The University of Toronto’s publication policy affirms that U of T Mississauga researchers, including faculty, staff and students, will always have the right to publish the results of their research activities, assuming that they do not disclose another’s confidential information in the content of the proposed publication. In some circumstances there may be a contractual agreement between the University and a research sponsor which may grant the sponsor the right to review or delay a proposed publication. Such a delay should not exceed twelve months and should not ordinarily apply to the publication of a graduate student’s thesis.

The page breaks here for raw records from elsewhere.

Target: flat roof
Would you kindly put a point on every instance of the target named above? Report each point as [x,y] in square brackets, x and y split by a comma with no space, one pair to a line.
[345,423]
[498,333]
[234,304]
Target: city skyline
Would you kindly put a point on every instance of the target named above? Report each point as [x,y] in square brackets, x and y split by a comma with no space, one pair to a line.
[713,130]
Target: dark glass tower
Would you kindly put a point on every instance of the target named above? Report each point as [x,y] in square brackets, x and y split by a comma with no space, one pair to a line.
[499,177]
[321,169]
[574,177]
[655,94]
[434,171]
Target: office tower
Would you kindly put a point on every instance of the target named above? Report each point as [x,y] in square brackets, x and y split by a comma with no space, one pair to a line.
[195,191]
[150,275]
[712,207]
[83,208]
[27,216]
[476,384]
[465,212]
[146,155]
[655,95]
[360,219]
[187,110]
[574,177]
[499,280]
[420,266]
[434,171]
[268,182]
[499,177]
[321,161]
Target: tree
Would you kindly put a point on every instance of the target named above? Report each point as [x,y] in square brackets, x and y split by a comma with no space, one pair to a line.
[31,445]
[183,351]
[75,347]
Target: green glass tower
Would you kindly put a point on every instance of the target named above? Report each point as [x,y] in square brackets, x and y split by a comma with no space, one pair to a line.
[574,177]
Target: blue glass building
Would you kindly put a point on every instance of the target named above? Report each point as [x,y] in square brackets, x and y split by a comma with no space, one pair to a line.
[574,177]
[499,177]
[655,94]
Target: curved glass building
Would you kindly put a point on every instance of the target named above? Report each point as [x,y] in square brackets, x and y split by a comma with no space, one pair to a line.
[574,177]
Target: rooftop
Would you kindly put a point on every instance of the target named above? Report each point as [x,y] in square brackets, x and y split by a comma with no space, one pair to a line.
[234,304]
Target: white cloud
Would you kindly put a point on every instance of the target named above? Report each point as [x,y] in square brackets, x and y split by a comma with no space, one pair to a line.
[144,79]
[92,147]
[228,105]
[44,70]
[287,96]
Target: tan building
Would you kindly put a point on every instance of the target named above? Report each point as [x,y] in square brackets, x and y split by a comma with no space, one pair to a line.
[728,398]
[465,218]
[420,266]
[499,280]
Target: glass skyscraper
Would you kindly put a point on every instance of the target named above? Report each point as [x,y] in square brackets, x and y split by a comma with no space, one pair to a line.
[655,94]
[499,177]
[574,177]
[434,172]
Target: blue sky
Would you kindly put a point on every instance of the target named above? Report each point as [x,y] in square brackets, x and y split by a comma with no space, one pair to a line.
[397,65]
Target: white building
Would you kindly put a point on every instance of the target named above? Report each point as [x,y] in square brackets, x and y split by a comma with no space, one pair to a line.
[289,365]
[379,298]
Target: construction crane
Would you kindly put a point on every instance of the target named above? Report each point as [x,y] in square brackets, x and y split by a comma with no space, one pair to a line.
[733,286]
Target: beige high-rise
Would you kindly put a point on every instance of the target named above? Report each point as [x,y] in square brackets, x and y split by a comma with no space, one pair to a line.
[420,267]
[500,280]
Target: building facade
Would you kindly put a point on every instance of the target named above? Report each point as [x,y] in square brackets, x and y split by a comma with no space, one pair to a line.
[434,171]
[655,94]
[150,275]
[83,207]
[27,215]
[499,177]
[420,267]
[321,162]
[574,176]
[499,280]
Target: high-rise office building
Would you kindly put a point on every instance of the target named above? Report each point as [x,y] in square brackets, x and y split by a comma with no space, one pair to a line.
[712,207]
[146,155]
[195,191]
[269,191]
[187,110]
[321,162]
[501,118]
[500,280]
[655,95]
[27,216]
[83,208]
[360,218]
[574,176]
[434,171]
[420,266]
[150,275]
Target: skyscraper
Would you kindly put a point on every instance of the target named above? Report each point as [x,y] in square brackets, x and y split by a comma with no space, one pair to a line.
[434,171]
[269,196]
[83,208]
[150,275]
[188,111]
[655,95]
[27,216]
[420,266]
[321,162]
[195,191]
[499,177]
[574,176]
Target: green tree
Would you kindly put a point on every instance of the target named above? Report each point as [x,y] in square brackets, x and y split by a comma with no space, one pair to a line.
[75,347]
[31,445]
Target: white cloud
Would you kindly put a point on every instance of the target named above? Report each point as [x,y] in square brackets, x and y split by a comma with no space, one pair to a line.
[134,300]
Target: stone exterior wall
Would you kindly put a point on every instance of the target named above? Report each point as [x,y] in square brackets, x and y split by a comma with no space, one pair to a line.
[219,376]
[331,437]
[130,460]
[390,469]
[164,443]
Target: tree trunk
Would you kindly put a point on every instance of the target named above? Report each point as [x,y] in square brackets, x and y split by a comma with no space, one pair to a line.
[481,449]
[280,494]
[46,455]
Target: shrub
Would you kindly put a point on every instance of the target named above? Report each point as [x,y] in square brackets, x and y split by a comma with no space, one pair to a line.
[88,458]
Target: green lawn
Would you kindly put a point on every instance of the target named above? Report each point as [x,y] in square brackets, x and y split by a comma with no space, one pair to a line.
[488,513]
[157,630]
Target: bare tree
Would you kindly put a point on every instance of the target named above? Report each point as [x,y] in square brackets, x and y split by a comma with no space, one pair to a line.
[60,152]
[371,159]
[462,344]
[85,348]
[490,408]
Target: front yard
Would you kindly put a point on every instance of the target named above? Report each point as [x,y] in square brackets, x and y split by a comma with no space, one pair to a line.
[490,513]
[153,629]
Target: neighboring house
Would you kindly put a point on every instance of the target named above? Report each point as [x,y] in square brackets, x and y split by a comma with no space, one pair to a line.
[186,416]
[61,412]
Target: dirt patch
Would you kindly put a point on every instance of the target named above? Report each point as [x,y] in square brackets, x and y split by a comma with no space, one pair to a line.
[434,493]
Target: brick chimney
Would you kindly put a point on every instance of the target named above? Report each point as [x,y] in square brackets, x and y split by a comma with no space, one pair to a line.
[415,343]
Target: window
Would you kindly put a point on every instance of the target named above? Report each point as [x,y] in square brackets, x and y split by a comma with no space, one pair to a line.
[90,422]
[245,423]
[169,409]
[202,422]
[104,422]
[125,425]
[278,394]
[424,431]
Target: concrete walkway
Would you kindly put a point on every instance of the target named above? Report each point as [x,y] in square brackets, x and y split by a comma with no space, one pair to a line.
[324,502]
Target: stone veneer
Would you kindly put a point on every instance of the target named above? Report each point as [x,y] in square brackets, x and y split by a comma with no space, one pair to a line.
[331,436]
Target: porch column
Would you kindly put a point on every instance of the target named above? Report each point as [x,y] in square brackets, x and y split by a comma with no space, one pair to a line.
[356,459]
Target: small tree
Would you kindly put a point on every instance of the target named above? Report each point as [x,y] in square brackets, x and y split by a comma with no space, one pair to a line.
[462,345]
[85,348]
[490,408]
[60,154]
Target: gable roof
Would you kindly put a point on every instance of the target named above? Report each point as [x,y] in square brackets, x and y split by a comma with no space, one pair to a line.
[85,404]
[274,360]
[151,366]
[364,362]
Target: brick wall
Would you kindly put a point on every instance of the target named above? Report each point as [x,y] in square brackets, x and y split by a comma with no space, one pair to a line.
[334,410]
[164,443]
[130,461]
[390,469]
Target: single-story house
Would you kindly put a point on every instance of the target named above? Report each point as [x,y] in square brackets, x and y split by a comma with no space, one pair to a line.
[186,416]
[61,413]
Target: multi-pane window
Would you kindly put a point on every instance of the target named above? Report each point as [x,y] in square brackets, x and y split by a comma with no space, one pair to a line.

According to the copyright policy, in most circumstances the creator of a work owns the copyright for that work. If a work was created with a substantial use of University resources, then the University reserves the right to a 25% share of net revenue generated by the work and the right to use the work for research and teaching purposes. The University will only claim copyright ownership in works which are specifically commissioned by the University or which are created by administrative staff in the course of their employment at the University. While software is protected legally by copyright, for the purposes of the University’s policies, computer software (excluding instructional applications) is to be considered an invention, and is subsequently covered under the inventions policy rather than the copyright policy.
The inventions policy states that the inventor and the University normally share the rights to an invention, unless a third party, such as a corporate sponsor, is granted rights in a preexisting contractual agreement. An inventor may choose to assume full responsibility for the legal protection and commercialization of the invention. In this case, the University will assign its rights to the inventor in return for 25% of future net revenues. If the inventor does not want to assume the legal and commercialization obligations for the invention, then the University may require the inventor to assign all his/her rights to the University in return for the first $1,000 of, and 25% of subsequent, net revenues. The University will only claim exclusive rights to inventions which are made in the course of activities performed under the explicit direction of faculty or staff, specifically for the purpose of making the invention. The Inventions policy is not intended to apply to inventions created in the course of demonstrably private research unrelated to the inventor's University functions, or in the course of private consulting activities to outside bodies, when such activities do not involve any substantial use of University facilities.
All University researchers have an obligation to disclose the details of their inventions and/or discoveries to the University through the Confidential Invention Disclosure form which is submitted to the Intellectual Property Officer at UTRS. Upon disclosure to the Intellectual Property Officer, the University will work with the inventor or the team of inventors to determine the best course of action as per the Inventions policy.
Conflict of Interest
According to the conflict of interest policy, some research activities require the prior written approval of the appropriate U of T Mississauga Chair, Director, or Dean:
- All major paid professional activities, such as private research consulting activities;
- The use of U of T Mississauga facilities, supplies, support staff, or students for privately undertaken work or research consulting activites;
- The hiring of, purchasing from, selling to, or conferring or denying any financial or commercial benefit on any member of the faculty member's immediate family or a person with whom there exists, or has recently existed, an intimate personal relationship;
Any research undertaken by a faculty member for a company or organization in which a significant financial interest is held by the faculty member, any member of the faculty member's immediate family, or any person with whom there exists, or has recently existed, an intimate personal relationship.